Затем между нами началась долгая и нелегкая беседа. Скорее даже не беседа, а спор, в котором обе стороны проявили неуступчивость. В отличие от наркома Потемкин настойчиво убеждал меня пойти в наркомат. Отрицательное мнение Максима Максимовича он дипломатично расценил как досадное недоразумение, которое необходимо устранить. Мои ссылки на семейные обстоятельства, так же как и на стремление посвятить себя науке, он мягко, но решительно отклонял. «У меня нет сомнений, что ваше место в Наркоминделе» – таков был рефрен всех его доводов. Тогда, отказавшись от дальнейших попыток, я твердо заявил:
– Я вижу, Владимир Петрович, что вы просто-напросто игнорируете всю трудность моего положения.

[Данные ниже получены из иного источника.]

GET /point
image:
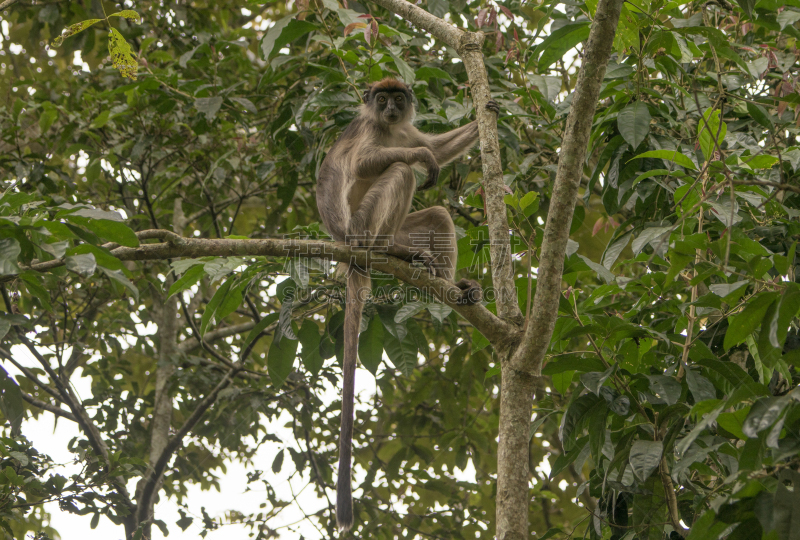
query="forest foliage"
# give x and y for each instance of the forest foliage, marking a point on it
(670, 394)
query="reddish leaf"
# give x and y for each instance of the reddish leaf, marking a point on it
(481, 17)
(597, 226)
(374, 26)
(352, 26)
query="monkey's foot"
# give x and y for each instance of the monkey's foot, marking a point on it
(471, 292)
(493, 106)
(428, 259)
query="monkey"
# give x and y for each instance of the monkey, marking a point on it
(364, 192)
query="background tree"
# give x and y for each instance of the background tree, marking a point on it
(668, 399)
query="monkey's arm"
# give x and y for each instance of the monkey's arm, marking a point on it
(448, 146)
(373, 160)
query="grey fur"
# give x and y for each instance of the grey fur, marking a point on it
(364, 193)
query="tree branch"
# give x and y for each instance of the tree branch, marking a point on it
(30, 375)
(530, 355)
(468, 45)
(495, 329)
(522, 370)
(160, 464)
(58, 411)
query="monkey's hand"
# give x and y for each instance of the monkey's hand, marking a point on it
(493, 106)
(428, 259)
(471, 292)
(429, 160)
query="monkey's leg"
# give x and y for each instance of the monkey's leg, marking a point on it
(432, 231)
(378, 216)
(383, 208)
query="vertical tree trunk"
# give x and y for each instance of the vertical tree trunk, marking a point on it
(165, 370)
(525, 364)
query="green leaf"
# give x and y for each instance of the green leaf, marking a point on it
(232, 300)
(706, 528)
(213, 304)
(634, 123)
(787, 17)
(594, 380)
(257, 329)
(283, 32)
(190, 278)
(747, 6)
(439, 311)
(46, 119)
(246, 103)
(478, 340)
(11, 403)
(403, 354)
(9, 252)
(208, 106)
(370, 345)
(277, 463)
(128, 14)
(280, 360)
(665, 388)
(763, 414)
(285, 319)
(113, 231)
(743, 324)
(700, 387)
(35, 289)
(551, 533)
(74, 29)
(559, 42)
(645, 457)
(83, 265)
(562, 381)
(310, 339)
(698, 429)
(668, 155)
(711, 133)
(438, 8)
(118, 277)
(573, 418)
(408, 311)
(788, 307)
(121, 54)
(426, 73)
(759, 114)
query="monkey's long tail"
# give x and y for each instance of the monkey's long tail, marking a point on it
(358, 286)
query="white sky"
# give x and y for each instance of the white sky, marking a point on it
(233, 483)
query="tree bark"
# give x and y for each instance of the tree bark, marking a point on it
(468, 45)
(525, 364)
(162, 402)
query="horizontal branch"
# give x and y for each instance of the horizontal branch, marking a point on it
(58, 411)
(774, 185)
(176, 246)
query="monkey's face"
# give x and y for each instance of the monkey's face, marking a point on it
(392, 106)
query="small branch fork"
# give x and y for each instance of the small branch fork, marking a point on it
(523, 350)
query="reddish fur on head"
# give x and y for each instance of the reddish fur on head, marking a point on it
(387, 85)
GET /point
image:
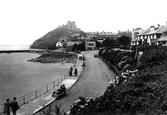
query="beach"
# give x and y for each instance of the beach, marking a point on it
(19, 77)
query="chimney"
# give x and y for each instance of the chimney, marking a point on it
(152, 28)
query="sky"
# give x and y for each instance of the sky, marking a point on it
(24, 21)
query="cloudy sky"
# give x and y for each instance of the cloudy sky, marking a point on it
(23, 21)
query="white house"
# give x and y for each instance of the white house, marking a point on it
(59, 44)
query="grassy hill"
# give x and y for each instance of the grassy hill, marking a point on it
(52, 37)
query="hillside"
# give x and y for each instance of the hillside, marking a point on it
(53, 36)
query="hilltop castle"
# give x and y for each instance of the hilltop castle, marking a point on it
(71, 25)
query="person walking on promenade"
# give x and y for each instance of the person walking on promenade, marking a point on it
(58, 109)
(7, 107)
(70, 72)
(75, 71)
(14, 106)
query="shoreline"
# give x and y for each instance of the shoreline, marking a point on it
(55, 57)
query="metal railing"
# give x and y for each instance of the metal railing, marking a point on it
(37, 93)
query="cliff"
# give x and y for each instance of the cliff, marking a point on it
(53, 36)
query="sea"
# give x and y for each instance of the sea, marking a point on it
(19, 77)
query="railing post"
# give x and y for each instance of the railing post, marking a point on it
(36, 94)
(46, 88)
(24, 100)
(53, 84)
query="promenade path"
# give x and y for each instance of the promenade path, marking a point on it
(45, 100)
(93, 80)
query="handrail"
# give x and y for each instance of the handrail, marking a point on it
(37, 93)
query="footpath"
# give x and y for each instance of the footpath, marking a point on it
(39, 103)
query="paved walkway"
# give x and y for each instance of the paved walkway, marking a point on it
(46, 99)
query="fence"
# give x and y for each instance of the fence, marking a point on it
(37, 93)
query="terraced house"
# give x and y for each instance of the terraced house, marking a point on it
(149, 36)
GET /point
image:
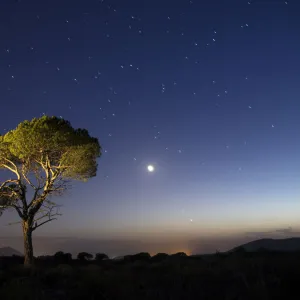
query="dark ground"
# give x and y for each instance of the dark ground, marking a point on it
(235, 276)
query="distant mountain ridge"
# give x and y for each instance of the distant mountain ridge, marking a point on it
(8, 251)
(285, 245)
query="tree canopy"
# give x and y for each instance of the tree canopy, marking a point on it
(43, 154)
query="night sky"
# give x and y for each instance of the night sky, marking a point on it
(207, 92)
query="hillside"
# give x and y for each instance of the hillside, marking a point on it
(285, 245)
(8, 251)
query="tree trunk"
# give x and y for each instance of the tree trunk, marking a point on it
(28, 249)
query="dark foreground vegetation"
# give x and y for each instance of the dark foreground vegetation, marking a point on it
(235, 276)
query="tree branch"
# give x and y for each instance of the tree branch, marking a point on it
(18, 210)
(38, 225)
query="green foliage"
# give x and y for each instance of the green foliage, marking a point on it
(53, 140)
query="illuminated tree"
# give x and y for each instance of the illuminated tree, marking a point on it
(43, 155)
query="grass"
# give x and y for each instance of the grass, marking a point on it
(230, 277)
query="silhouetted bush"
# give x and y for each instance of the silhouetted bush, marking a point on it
(100, 256)
(261, 275)
(83, 256)
(61, 257)
(159, 257)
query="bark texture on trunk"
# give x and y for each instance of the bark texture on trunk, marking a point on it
(28, 249)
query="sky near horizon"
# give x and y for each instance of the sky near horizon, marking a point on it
(207, 92)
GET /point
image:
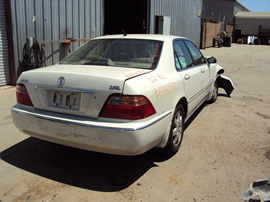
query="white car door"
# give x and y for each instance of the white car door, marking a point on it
(190, 74)
(201, 63)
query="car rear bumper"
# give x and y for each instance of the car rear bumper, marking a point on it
(101, 135)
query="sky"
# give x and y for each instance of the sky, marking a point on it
(256, 5)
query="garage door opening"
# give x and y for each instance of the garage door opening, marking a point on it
(130, 16)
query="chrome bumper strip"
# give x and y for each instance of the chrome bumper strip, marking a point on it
(86, 125)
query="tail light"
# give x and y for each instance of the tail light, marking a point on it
(127, 107)
(22, 95)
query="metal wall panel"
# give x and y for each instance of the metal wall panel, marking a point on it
(47, 20)
(219, 10)
(4, 62)
(249, 22)
(184, 17)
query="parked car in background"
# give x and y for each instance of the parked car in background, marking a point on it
(119, 94)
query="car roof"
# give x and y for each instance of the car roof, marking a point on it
(141, 36)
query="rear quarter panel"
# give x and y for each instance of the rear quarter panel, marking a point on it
(163, 86)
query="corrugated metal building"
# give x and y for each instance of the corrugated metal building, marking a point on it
(4, 60)
(248, 23)
(238, 7)
(53, 20)
(222, 10)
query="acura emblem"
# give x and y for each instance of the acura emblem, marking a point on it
(61, 82)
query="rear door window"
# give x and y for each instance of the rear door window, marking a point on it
(182, 56)
(196, 54)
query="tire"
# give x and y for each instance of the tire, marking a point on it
(214, 93)
(176, 131)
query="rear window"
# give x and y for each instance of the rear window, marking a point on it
(133, 53)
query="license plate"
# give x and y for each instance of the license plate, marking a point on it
(66, 100)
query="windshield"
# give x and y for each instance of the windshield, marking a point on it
(134, 53)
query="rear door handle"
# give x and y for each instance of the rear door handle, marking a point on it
(202, 70)
(187, 76)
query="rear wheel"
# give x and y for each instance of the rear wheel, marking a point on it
(176, 131)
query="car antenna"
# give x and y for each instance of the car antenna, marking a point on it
(124, 32)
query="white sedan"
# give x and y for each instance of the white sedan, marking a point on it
(119, 94)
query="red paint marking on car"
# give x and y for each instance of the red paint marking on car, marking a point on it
(135, 73)
(164, 91)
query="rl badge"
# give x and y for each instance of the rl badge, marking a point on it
(61, 82)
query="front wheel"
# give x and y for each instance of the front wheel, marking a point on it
(176, 131)
(214, 93)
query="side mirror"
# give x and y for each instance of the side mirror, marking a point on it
(212, 60)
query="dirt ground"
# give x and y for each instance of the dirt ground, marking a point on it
(225, 148)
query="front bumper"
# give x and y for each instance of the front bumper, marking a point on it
(101, 135)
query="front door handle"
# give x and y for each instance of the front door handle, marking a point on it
(187, 76)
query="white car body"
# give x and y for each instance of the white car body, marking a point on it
(78, 124)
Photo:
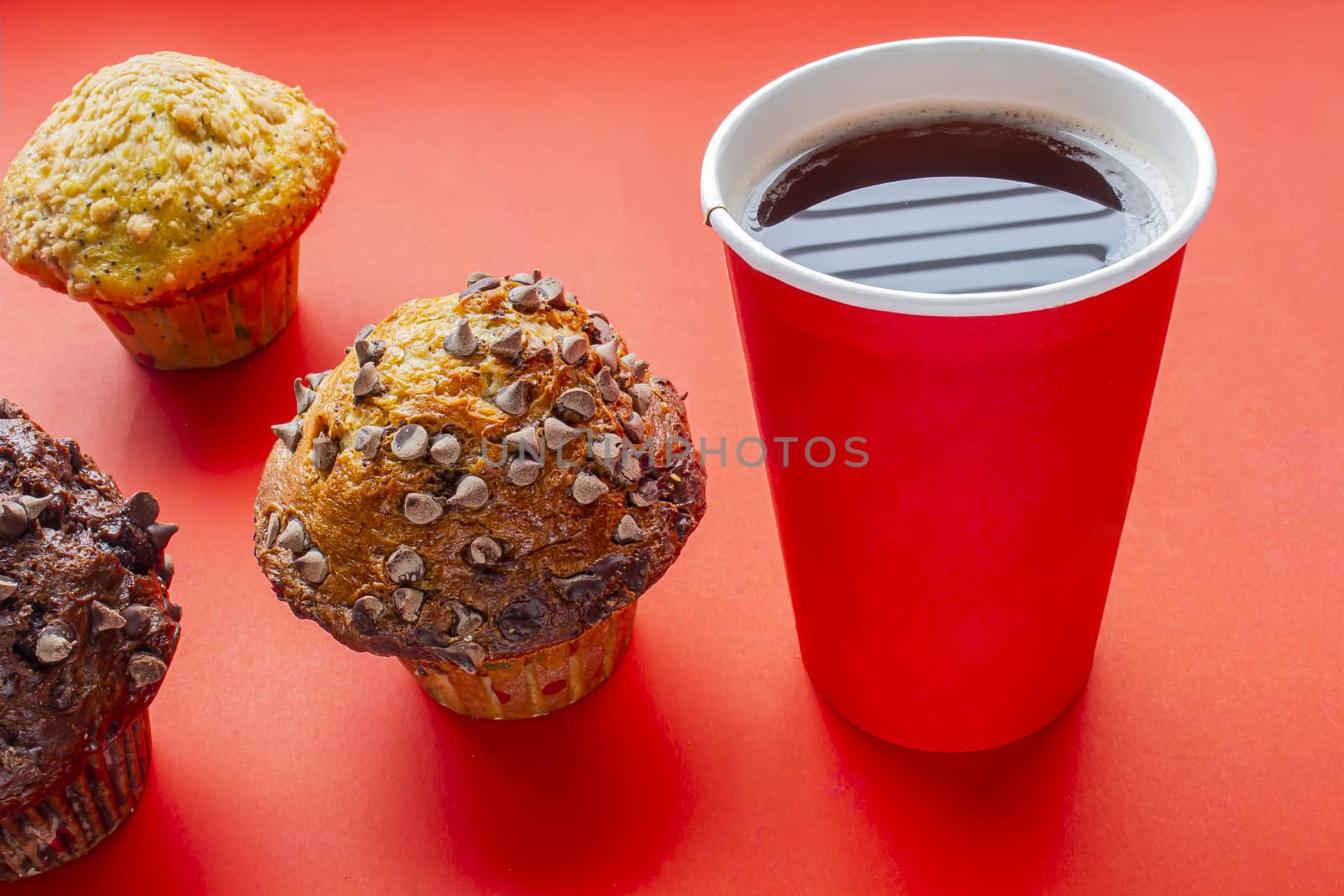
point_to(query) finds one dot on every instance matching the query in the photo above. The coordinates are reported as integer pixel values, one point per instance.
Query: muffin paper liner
(73, 820)
(533, 684)
(213, 327)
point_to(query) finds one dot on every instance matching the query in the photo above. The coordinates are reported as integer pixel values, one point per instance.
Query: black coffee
(956, 206)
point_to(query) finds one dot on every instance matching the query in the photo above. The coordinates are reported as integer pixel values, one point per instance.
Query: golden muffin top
(161, 175)
(484, 476)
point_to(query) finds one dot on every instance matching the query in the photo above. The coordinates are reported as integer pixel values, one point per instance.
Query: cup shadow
(221, 417)
(148, 848)
(992, 821)
(589, 799)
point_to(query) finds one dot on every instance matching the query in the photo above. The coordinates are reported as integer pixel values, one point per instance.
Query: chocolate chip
(312, 566)
(465, 620)
(508, 345)
(512, 398)
(367, 382)
(34, 506)
(484, 551)
(295, 537)
(575, 348)
(465, 654)
(550, 289)
(636, 367)
(13, 519)
(161, 532)
(55, 644)
(645, 495)
(407, 604)
(483, 285)
(522, 618)
(601, 329)
(577, 402)
(633, 426)
(523, 470)
(524, 443)
(598, 611)
(608, 354)
(366, 613)
(642, 396)
(421, 508)
(370, 351)
(369, 439)
(140, 620)
(141, 508)
(628, 469)
(76, 454)
(524, 298)
(405, 566)
(558, 432)
(302, 396)
(324, 453)
(445, 449)
(104, 618)
(581, 587)
(606, 450)
(410, 441)
(461, 342)
(470, 493)
(588, 488)
(145, 669)
(628, 531)
(608, 385)
(288, 432)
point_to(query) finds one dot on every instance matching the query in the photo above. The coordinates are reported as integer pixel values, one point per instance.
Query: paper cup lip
(1186, 221)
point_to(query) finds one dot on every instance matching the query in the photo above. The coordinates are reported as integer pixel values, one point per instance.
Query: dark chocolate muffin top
(87, 629)
(484, 476)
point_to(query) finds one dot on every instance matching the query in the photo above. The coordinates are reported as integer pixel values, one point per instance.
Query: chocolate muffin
(481, 490)
(87, 634)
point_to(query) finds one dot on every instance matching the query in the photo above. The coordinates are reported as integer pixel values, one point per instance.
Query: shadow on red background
(992, 821)
(588, 799)
(221, 417)
(151, 848)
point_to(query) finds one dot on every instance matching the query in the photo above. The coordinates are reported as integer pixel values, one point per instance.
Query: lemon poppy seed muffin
(87, 636)
(483, 488)
(170, 192)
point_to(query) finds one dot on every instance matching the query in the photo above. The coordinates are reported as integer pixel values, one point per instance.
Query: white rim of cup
(961, 304)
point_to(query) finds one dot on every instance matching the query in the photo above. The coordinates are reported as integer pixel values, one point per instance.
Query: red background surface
(1206, 752)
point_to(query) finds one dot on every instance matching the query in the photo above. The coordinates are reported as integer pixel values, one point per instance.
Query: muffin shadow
(154, 829)
(221, 417)
(585, 799)
(991, 821)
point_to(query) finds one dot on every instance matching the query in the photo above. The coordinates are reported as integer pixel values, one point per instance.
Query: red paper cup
(948, 587)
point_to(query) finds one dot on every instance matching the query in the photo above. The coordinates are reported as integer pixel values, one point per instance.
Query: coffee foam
(1131, 155)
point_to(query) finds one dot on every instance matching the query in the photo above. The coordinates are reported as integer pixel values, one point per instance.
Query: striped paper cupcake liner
(212, 327)
(534, 684)
(73, 820)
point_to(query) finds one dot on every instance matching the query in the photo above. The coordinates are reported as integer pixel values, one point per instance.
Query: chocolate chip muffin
(87, 634)
(170, 192)
(481, 490)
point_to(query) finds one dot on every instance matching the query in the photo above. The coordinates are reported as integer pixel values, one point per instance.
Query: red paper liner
(534, 684)
(73, 820)
(213, 327)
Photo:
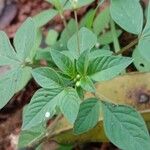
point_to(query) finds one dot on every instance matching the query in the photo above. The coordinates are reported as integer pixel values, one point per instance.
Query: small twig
(126, 48)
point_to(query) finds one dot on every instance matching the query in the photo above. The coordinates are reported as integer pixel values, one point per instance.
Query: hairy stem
(45, 136)
(77, 30)
(126, 48)
(114, 34)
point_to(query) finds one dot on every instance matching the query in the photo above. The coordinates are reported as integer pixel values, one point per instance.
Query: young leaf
(87, 40)
(88, 116)
(83, 62)
(101, 21)
(25, 38)
(106, 68)
(128, 14)
(47, 77)
(44, 17)
(63, 62)
(125, 127)
(87, 20)
(43, 101)
(51, 37)
(87, 84)
(146, 31)
(69, 104)
(7, 87)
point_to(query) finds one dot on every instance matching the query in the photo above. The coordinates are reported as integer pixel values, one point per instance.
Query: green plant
(77, 60)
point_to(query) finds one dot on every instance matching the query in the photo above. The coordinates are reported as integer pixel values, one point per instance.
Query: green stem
(126, 48)
(115, 37)
(45, 136)
(77, 30)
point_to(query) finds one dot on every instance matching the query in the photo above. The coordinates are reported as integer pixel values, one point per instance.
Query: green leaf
(43, 54)
(7, 87)
(142, 64)
(106, 68)
(83, 62)
(144, 42)
(44, 17)
(51, 37)
(87, 40)
(88, 116)
(107, 37)
(69, 104)
(87, 84)
(128, 14)
(87, 20)
(80, 3)
(12, 82)
(63, 62)
(100, 53)
(101, 21)
(7, 54)
(43, 101)
(125, 127)
(146, 31)
(25, 39)
(18, 74)
(22, 78)
(47, 77)
(26, 136)
(67, 33)
(143, 47)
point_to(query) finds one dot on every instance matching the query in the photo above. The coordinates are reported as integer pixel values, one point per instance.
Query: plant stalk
(77, 30)
(44, 137)
(126, 48)
(114, 34)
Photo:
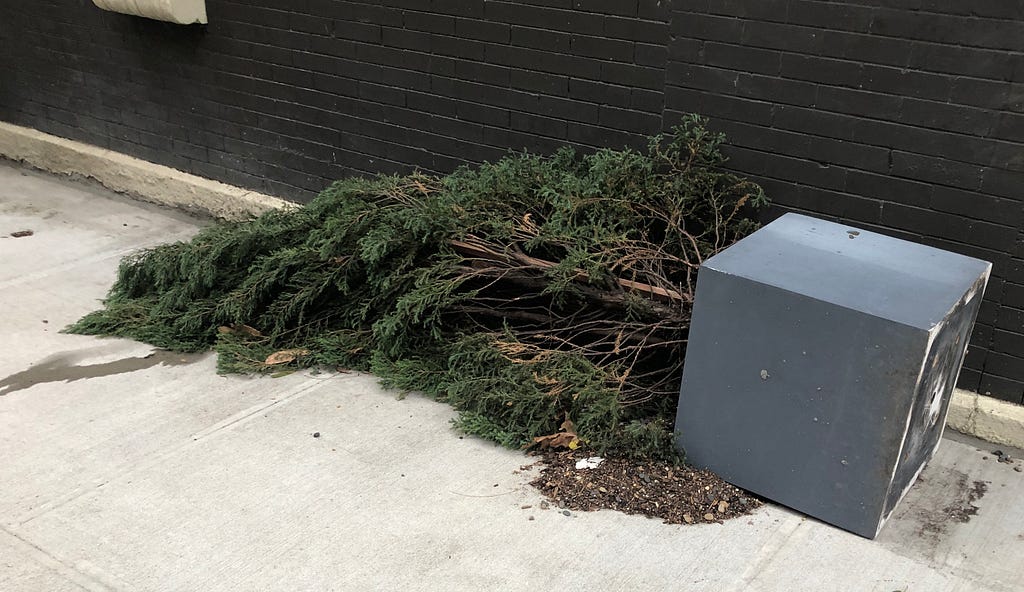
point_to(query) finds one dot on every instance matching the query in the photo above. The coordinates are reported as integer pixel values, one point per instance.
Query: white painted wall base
(135, 177)
(180, 11)
(987, 418)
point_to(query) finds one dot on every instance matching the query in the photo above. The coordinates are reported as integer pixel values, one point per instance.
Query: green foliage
(520, 292)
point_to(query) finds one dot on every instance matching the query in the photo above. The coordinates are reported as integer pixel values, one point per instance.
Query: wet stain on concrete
(61, 368)
(942, 499)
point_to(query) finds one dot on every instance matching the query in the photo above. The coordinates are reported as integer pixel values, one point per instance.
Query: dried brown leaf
(285, 355)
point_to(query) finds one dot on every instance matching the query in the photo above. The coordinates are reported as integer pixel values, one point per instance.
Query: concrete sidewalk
(125, 472)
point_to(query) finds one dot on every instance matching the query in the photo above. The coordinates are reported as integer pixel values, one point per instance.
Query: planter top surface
(881, 276)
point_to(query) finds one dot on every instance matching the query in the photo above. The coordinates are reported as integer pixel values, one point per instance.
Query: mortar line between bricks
(48, 561)
(157, 457)
(864, 33)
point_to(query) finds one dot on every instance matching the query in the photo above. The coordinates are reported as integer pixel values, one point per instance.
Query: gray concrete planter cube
(820, 365)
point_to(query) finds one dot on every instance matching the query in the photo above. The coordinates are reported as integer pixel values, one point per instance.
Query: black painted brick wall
(287, 96)
(901, 116)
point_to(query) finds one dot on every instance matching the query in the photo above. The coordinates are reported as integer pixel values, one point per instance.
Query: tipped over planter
(820, 365)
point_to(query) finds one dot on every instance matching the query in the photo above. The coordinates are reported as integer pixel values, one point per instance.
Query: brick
(540, 82)
(954, 59)
(472, 8)
(946, 117)
(815, 122)
(483, 73)
(601, 47)
(623, 7)
(779, 36)
(482, 30)
(906, 82)
(969, 379)
(1003, 388)
(649, 100)
(1005, 366)
(650, 54)
(776, 10)
(1005, 341)
(438, 24)
(541, 38)
(629, 120)
(630, 75)
(867, 48)
(1001, 182)
(1009, 126)
(836, 72)
(844, 16)
(599, 92)
(860, 102)
(695, 26)
(633, 30)
(741, 57)
(977, 205)
(939, 171)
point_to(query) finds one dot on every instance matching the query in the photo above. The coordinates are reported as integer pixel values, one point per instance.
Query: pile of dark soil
(677, 494)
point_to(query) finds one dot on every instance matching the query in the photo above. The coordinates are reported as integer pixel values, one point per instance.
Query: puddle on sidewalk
(61, 368)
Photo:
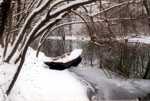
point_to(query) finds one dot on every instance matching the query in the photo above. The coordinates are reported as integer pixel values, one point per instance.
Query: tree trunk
(4, 9)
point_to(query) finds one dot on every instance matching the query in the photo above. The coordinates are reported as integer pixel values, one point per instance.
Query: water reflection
(129, 60)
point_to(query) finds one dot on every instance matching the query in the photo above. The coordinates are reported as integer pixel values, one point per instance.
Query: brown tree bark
(4, 9)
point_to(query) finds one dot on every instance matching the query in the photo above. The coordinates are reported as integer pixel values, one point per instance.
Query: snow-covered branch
(114, 6)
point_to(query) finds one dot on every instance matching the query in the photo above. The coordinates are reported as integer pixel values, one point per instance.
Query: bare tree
(48, 13)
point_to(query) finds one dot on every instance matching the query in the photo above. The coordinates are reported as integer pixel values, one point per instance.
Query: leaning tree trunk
(4, 9)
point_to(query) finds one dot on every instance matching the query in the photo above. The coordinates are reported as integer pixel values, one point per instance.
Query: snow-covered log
(65, 61)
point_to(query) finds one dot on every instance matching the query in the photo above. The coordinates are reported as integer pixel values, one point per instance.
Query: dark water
(129, 60)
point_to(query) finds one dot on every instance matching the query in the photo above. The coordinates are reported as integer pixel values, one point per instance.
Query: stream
(111, 72)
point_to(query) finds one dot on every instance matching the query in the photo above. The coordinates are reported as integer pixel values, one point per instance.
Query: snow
(139, 39)
(37, 83)
(114, 88)
(73, 55)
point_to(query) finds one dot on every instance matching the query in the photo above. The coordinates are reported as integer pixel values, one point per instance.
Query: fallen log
(65, 61)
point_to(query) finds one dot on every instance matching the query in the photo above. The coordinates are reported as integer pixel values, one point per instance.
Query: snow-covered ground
(37, 82)
(139, 39)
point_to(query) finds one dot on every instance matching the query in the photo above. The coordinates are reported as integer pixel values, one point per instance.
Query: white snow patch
(73, 55)
(139, 39)
(36, 83)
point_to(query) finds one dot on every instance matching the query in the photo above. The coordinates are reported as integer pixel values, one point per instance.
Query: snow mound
(36, 83)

Поэтому, если речь идет о моем согласии, то я должен в последний раз повторить, что не считаю себя вправе браться за дело, которое в перспективе, возможно очень близкой, сулит мне выезд за границу.
Потемкин хмуро свел брови, на минуту задумался, потом с укоризной произнес:
– Экий вы упрямец, товарищ Новиков! Но пусть будет по-вашему. За границу мы вас отправлять не станем. Поработаете у нас в центральном аппарате, а впоследствии, когда ваша семейная проблема уладится, мы с вами, если понадобится, вернемся к этому вопросу. Договорились?
Через два дня меня принял заведующий Отделом руководящих партийных органов Центрального Комитета ВКП(б) Г. М. Маленков. В ходе неторопливой, дружелюбной беседы, разительно отличавшейся от беседы-спора с В. П. Потемкиным, он сообщил мне о состоявшемся решении Секретариата ЦК направить меня в НКИД, затем как бы вскользь спросил: правда ли, что я возражаю против работы за границей? Я ответил утвердительно и вкратце пояснил причину этого, а заодно напомнил об обещании В. П. Потемкина.
– Знаю, знаю, он говорил мне об этом, – улыбнулся Маленков. – Я гарантирую вам, что без вашего согласия вас никуда не пошлют.
25 мая приказом М. М. Литвинова я был зачислен на должность ответственного консультанта Первого Восточного отдела НКИД. Ответственного консультанта политического отдела!.. Для меня, новичка и профана в дипломатии, это было полнейшей неожиданностью. Любопытно было бы узнать, какими соображениями руководствовался нарком, подписывая подобный приказ? Не забыл же он нашу февральскую встречу, свои колкие поучения и очевидное сомнение в моих возможностях? Ответа на этот вопрос я не находил. На сей раз нарком не приглашал меня к себе, чтобы определить мое служебное положение, а сделал это заочно. Но, в конце концов, основное заключалось в том, что мне было оказано большое доверие, которое я должен был оправдать своей работой.
* * *
В круг ведения Первого Восточного отдела входили дипломатические отношения со странами Ближнего и Среднего Востока – Турцией, Ираном и Афганистаном. Кроме того, сектор, ведавший Турцией, вел общее политическое наблюдение за арабскими странами Ближнего Востока, большинство которых находились в колониальной или полуколониальной зависимости от Англии и Франции. С Саудовской Аравией и Йеменом Советский Союз формально имел дипломатические отношения, но практически они не поддерживались.
Мой первоначальный образовательный профиль востоковеда-экономиста со специализацией по Турции, естественно, предназначал меня для работы в турецком секторе отдела. Именно туда я и был направлен.
Начал я, разумеется, не с «ответственных консультаций», а с прилежного ученичества.
Мне, конечно, было чему поучиться у Михаила Семеновича Мицкевича, уже с год работавшего в должности заведующего отделом. Но при всем моем уважении к нему я должен сразу оговориться, что уровень его компетентности в международных отношениях и практических делах Наркоминдела был сравнительно невысок. Говорю я это не в укор ему. Ведь, в сущности, он, вчерашний кандидат биологических наук, был и сам новичком в дипломатической профессии, к тому же обладал сравнительно скромными познаниями о странах Востока, отношениями с которыми ему приходилось ведать. Справлялся он со своей работой главным образом потому, что опирался на своего помощника, ветерана дипломатической службы Анатолия Филипповича Миллера.
В НКИД Анатолий Филиппович работал с 1920 года, участвовал в ряде международных конференций в качестве эксперта, в частности на конференции о черноморских Проливах в Монтрё (1936 г.). По образованию он был востоковедом-ближневосточником, по совместительству преподавал в Московском институте востоковедения и на курсах дипломатических работников при НКИД. Его книгу «Турция» я изучал еще студентом. Стал он моим основным наставником и теперь.